As I'm coming from IDL, I don't want to loose one of the 3 main issues of this language: the I (which stay for Interactive). I already know that Python can deal with the D (data) and the L (language), but for the I, it seems that the use of ipython is preferable. OK, not a problem, it's available from the port repository.

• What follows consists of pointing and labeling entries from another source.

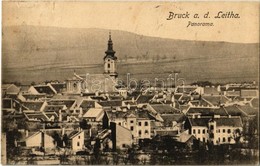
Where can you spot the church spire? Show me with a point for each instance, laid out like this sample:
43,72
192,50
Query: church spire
110,52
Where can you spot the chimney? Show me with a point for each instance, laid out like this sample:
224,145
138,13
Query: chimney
63,131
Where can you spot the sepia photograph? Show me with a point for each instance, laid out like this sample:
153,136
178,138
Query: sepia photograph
129,83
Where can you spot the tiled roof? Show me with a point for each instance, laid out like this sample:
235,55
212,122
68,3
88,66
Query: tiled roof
234,111
185,89
33,105
248,109
144,99
53,108
216,99
164,109
93,113
44,89
207,111
86,104
28,96
6,103
201,102
67,102
169,118
233,121
223,121
166,132
211,90
59,87
255,102
110,103
40,116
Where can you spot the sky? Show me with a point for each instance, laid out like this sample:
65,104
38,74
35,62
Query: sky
145,18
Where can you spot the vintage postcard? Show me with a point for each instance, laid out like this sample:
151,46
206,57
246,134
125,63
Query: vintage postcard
129,83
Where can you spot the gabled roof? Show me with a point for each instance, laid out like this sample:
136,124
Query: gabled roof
181,89
255,102
216,99
29,96
86,104
248,109
184,137
33,105
47,89
110,103
144,99
211,91
205,111
7,103
169,118
69,103
37,116
222,121
93,113
53,108
233,121
59,87
233,110
165,109
74,134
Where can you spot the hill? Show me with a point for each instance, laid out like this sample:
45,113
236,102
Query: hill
33,53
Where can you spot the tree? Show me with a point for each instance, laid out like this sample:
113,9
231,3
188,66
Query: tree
84,124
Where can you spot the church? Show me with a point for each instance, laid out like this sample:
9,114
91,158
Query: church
92,83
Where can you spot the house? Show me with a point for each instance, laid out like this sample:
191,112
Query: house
206,111
70,104
94,115
138,121
47,89
109,104
215,129
249,93
216,100
59,87
76,139
34,105
10,89
121,136
36,117
38,139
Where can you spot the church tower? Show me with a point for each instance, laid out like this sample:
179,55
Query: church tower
110,59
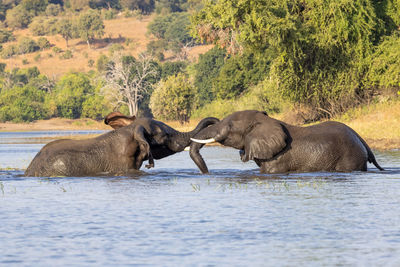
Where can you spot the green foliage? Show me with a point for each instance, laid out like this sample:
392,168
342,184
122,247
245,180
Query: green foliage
310,66
66,55
21,104
65,29
18,17
173,99
239,73
206,70
170,6
172,68
53,10
44,26
6,36
34,6
9,51
90,25
101,63
384,70
27,45
108,14
43,43
145,7
94,107
172,30
70,93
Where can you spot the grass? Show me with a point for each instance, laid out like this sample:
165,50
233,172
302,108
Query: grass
378,123
130,33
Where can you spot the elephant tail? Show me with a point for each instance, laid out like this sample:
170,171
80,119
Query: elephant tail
371,156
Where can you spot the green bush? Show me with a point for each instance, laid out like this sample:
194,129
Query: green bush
9,51
53,10
27,45
173,99
101,63
239,73
6,36
206,70
44,26
18,17
172,68
70,93
22,104
43,43
67,55
94,107
384,70
108,14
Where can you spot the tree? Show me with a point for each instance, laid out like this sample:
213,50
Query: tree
65,29
21,104
70,93
173,31
174,98
34,6
128,80
319,68
206,70
18,17
90,25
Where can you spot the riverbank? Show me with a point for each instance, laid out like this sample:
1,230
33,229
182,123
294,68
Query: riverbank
378,124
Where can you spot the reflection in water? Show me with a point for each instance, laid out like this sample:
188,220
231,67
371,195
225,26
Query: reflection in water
172,215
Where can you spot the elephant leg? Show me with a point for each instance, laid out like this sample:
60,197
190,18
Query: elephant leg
197,158
144,147
151,161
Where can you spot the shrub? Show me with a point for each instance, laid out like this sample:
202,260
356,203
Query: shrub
174,99
67,55
27,45
384,70
9,51
22,104
206,70
6,36
18,17
108,14
102,62
70,93
37,58
56,50
43,43
53,10
115,48
90,63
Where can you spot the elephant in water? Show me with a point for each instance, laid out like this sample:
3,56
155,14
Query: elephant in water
116,152
278,147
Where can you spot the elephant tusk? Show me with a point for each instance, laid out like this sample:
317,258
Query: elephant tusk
207,141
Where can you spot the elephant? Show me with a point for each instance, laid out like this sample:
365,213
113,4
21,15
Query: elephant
278,147
119,151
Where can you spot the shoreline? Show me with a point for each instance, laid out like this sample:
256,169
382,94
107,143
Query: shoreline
61,124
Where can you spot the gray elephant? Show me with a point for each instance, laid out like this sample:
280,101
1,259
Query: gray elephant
116,152
278,147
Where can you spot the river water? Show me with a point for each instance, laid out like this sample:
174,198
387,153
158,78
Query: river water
174,216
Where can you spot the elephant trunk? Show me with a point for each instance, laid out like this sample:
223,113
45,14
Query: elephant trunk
183,139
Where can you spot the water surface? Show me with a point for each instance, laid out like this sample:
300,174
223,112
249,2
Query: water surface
174,216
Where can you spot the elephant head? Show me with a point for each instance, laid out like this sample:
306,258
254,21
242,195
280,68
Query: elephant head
156,139
254,133
117,120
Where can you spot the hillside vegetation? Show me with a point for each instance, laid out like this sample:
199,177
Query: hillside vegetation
182,59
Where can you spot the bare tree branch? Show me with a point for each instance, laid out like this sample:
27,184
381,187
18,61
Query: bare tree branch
127,83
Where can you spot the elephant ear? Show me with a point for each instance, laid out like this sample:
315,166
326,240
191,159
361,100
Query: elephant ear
265,140
117,120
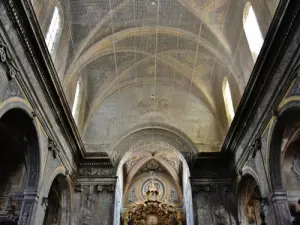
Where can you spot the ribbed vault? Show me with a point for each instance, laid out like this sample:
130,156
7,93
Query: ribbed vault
152,61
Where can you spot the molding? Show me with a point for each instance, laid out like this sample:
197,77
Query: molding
96,172
52,146
12,70
257,105
34,45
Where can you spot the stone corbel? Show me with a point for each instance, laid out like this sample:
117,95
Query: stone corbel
105,187
4,58
52,146
45,203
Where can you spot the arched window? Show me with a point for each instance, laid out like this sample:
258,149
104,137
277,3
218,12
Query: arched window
54,30
228,100
252,31
77,101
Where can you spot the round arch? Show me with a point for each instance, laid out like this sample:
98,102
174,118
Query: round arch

Now I can start to play with my brand new game!...

Well, it's lot!
I will first concentrate on trying to reproduce what I'm teaching to the students in IDL. The best could be for example to try to follow the Cook-book I wrote 10 years ago:

So... why changing?

I'm an IDL user since ... 1992, when I started my PhD thesis. I use it since then, I'm even teaching the use of it some times. I'm not really a "guru", but people in my Institute use to ask me when they have problems.
It's true that I'm using IDL for everything, even for a simple addition ;-) I use to write IDL programs to generate the figures, the LaTeX tables and the main results of my papers and presentations. I'm quite able to do anything I want in IDL, such as string manipulation, reading-writing data, interfacing with other programs. I have a lot of ready-to-use routines that I can apply to new problems. I also wrote 3 big programs using IDL (Cloudy_3D, X-SSN, 3MdB managing tools).
So... why changing in these conditions? Various reasons, without one dominating.
  • I have problems since the beginning of my IDL story of using a commercial language. I tried GDL, but some important functions are still not implemented (for example SAVE applied to structure containing pointers to arrays...). It's not a problem in my every day work, I have access to IDL licenses at my Institute. But teaching to students a language that they cannot afford is going against my personal politic...
  • It seems that the next generation softwares in my area will by in Python: data processing pipelines (satellite data), data analysing tools (IRAF is now PyRAF), are in Python. Dedicated library specific to my area are now available in Python (e.g. FITS reading tools)
  • Python was not so useful for me 5 years ago, as some important functionalities were missing. It changed in the last years and now it seems to me that it's really powerful. Let's see...
The aim of this blog is to share my experience in this learning of Python, first to help me to organize my ideas and secondly to help others to see how hard it is.
Any tip, tool, link is really welcome.